The compile is contract-driven: a PIT-join is emitted only for declared lookback columns, and an enrichment op only for declared embedding columns — so a service with neither (e.g. the XGB reranker) gets no PIT-join and no Ray UDF stage. It reuses training_adapter.resolve_training_service so feature-ref / output-column derivation stays identical to the training path.

The result serializes to an editable pipeline YAML (config/pipelines/<service>.generated.yaml); a hand-edited config/pipelines/<service>.yaml takes precedence when present. Engine tags in the emitted YAML are defaults the author can override.

bash
# Compile a service to an editable operator DAG (inspect / hand-tune)
daeda pipeline compile dssm_ranking

The executor — running the DAG

executor.py (run_pipeline(ExecutionRequest)) interprets the DAG by calling the engine entry points directly — it wraps the proven feature logic rather than reimplementing it:

  • The SQL source layer + post-source SQL ops (Scan / Filter / Join / PointInTimeJoin / RollingAggregate / Project / flatten) are run by training.run_skeleton_stage — one composed, source-optimized DuckDB query per day, already memory-bounded and resumable.
  • The Pythonic RayUdfTransform (embedding enrichment) is run by dynamic_feature.run_enrich_stage — the Ray + Lance avg-pool stage, lazy and streamed (see Enrich Stage).
python
from daedalus.pipelines.executor import run_pipeline, ExecutionRequest

result = run_pipeline(ExecutionRequest(pipeline=pipeline, run_config=cfg))
result.output_path   # the final stage's output directory

The enrich stage only runs when the pipeline declares a RayUdfTransform (pipeline.by_kind("ray_udf_transform")) and enrichment isn't skipped; it runs under the 16c / 64 GiB RayEnvelope. See the Training Pipeline overview for the full per-day flow.
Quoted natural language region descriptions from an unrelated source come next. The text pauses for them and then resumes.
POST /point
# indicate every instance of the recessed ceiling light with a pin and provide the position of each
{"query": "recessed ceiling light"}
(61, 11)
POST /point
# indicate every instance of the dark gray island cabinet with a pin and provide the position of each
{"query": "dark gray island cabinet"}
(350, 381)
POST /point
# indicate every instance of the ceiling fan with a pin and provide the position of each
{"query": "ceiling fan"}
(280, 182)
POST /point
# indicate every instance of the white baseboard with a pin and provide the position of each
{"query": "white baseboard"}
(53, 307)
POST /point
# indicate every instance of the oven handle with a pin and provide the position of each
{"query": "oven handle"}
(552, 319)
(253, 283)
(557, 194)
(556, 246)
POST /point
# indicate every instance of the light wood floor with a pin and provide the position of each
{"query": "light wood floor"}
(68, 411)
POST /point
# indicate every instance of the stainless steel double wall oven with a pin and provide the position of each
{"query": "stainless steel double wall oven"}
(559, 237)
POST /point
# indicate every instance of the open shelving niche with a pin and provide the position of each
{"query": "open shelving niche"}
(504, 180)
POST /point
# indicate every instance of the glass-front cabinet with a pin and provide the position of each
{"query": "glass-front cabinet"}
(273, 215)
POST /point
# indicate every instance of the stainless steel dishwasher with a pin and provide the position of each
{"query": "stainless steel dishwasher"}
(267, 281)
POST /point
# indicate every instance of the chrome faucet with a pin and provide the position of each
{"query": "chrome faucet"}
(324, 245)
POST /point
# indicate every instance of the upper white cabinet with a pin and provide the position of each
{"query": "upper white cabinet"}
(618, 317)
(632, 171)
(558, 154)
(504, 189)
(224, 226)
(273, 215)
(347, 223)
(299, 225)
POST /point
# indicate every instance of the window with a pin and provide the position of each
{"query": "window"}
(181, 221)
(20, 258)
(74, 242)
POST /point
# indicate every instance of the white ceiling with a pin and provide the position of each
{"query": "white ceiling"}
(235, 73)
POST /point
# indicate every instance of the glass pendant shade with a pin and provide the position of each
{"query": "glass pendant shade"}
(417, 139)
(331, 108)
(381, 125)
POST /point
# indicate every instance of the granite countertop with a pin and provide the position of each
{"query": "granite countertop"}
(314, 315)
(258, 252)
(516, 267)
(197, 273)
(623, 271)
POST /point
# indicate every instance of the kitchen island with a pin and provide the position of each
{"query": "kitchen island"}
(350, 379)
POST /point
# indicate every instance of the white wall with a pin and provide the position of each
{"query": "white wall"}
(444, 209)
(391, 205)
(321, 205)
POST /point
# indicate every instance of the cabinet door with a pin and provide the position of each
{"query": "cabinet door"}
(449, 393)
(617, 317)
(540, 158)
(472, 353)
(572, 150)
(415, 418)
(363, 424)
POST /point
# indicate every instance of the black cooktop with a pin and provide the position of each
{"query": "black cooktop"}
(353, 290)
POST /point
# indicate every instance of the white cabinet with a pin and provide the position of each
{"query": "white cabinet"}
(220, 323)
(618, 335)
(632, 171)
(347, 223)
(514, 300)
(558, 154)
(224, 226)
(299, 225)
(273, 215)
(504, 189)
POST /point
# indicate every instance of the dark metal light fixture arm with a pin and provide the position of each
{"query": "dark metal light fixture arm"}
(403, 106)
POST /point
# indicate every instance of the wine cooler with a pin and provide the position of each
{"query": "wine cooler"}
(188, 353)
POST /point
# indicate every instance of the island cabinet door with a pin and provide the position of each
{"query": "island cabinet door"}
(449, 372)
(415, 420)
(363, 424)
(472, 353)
Design rule — no query optimizer

This is load-bearing (see src/daedalus/pipelines/AGENTS.md):

Sources self-optimize; daedalus owns only post-source compute

There is deliberately no LogicalPlanPhysicalPlan duality, no cost model, and no SQL-fusion optimizer. The data sources (DuckLake / Snowflake, and DuckDB over them) already optimize the source-side query. daedalus owns only the post-source compute layer (Arrow-UDF + Ray-UDF), governed by exactly three levers: lazy evaluation, work partitioning, batch streaming.

So the architecture is two thin layers — a SQL source layer (compose pushdown-friendly SQL, hand it to the source) and a post-source compute layer — and the engine is a declared per-operator field, never something an optimizer chooses. See Arrow-Native Design for the data-format half of the same contract.